El fenómeno descrito remite a uno de los vacíos más sorprendentes de la nueva izquierda: su falta de un auténtico proyecto político, entendiendo por tal una hoja de ruta realista y eficaz para manejar el aparato estatal.

No es fortuito que el gobierno de Boric finalice con una crisis de índole geopolítica (porque en ese preciso plano se sitúa el desaguisado relativo al cable chino). Lo propio ocurre con la reveladora equidistancia que busca transmitir el mandatario saliente ante el bombardeo de Irán (como si Estados Unidos y la tiranía de los ayatolas fueran exactamente dos caras de la misma moneda). Todo esto confirma el talante de su administración, en distintos niveles.

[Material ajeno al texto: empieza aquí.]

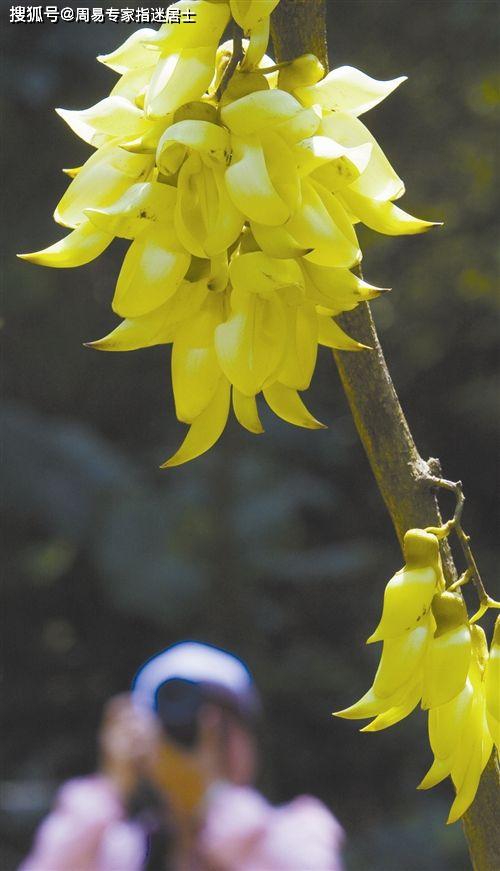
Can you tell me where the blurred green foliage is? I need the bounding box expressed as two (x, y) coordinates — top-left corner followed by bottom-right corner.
(1, 0), (500, 871)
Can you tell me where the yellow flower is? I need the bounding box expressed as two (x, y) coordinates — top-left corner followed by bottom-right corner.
(484, 617), (500, 752)
(22, 0), (439, 466)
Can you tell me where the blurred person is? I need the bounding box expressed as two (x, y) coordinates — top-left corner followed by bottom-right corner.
(20, 642), (342, 871)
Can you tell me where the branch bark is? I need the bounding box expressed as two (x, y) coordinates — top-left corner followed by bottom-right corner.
(272, 0), (500, 871)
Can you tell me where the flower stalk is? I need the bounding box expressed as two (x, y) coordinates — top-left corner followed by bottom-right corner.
(272, 0), (500, 871)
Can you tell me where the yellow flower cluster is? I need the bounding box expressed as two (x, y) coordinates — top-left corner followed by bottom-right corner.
(337, 529), (500, 823)
(18, 0), (438, 466)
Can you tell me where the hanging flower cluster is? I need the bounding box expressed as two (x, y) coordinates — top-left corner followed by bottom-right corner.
(18, 0), (433, 466)
(336, 529), (500, 823)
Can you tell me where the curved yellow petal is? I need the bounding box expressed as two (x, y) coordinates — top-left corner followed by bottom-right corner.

En el más visible, se trata de la enésima ocasión en que su gobierno padece problemas en materia de relaciones internacionales. Uno de los rasgos singulares de su período ha sido la acumulación de tropiezos en ese campo, literalmente desde que asumió (ahí Boric culpó al rey Felipe por el atraso en la ceremonia de cambio de mando). “Discreción, criterio y prudencia no han sido la tónica”, denunció la Asociación de Diplomáticos de Carrera una vez difundida una de las célebres fotos del embajador Velasco. Y así, suma y sigue.

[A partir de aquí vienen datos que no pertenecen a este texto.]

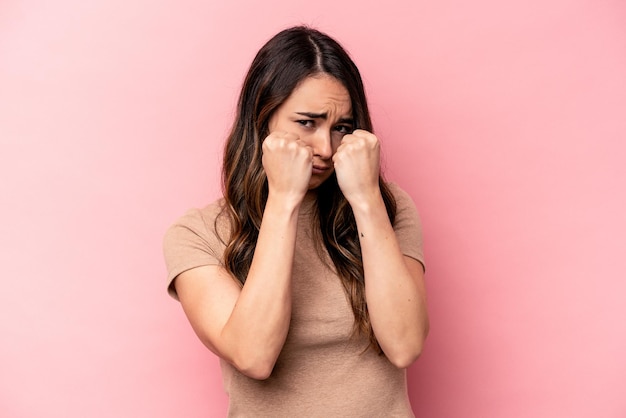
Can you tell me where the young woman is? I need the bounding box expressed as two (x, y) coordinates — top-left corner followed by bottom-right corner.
(164, 27), (428, 417)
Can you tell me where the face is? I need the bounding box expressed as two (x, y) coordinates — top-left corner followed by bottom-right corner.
(269, 75), (354, 190)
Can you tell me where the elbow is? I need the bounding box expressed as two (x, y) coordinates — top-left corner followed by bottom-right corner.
(387, 344), (422, 369)
(231, 358), (276, 380)
(385, 323), (428, 369)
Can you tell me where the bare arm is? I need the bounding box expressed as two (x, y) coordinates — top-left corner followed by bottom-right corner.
(353, 197), (428, 368)
(175, 134), (312, 379)
(333, 130), (428, 368)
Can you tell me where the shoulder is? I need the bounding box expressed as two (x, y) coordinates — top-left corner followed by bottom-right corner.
(163, 199), (230, 298)
(165, 199), (225, 242)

En rigor, ni la política exterior “turquesa” ni el prisma plurinacional que se reivindicaba en esos días de 2022 dieron los frutos añorados. De un modo inédito en el Chile posdictadura, la errática conducción de la Cancillería se convirtió en noticia permanente. Esto derivó en una singularidad adicional: la temprana salida de la exministra Urrejola, luego de una vergonzosa filtración de audios (por cierto, a estas alturas resulta tragicómico el entusiasta pronóstico de Urrejola sobre el supuesto liderazgo global de Boric).
El fenómeno descrito remite a uno de los vacíos más sorprendentes de la nueva izquierda: su falta de un auténtico proyecto político, entendiendo por tal una hoja de ruta realista y eficaz para manejar el aparato estatal. Al acercarse el cierre de este gobierno, y por tanto la hora del balance, es pertinente recordar esta paradoja. Boric, Jackson y Vallejo —así como los viejos tercios que les rindieron pleitesía— pusieron todas sus fichas retóricas y constitucionales en el Estado como motor de “las transformaciones” y, sin embargo, no sabían qué diablos hacer con dicho Estado ni en seguridad, ni en defensa ni en relaciones exteriores; sus funciones básicas.
Pero cabe un matiz. En el oficialismo sí existió una facción con claridad y determinación, tanto respecto de sus objetivos como de los medios que está dispuesta a emplear: el PC. Este partido jamás modificó su agenda, ni siquiera después del homicidio del exteniente Ojeda en tierras chilenas, orquestado por Diosdado Cabello. Al respaldarlo siempre y mantenerlo en posiciones estratégicas, el presidente Boric pareciera ser un peón del ajedrez comunista. Si había alguna duda, el bullado cable chino y su reacción ante el bombardeo de Irán la terminan de despejar.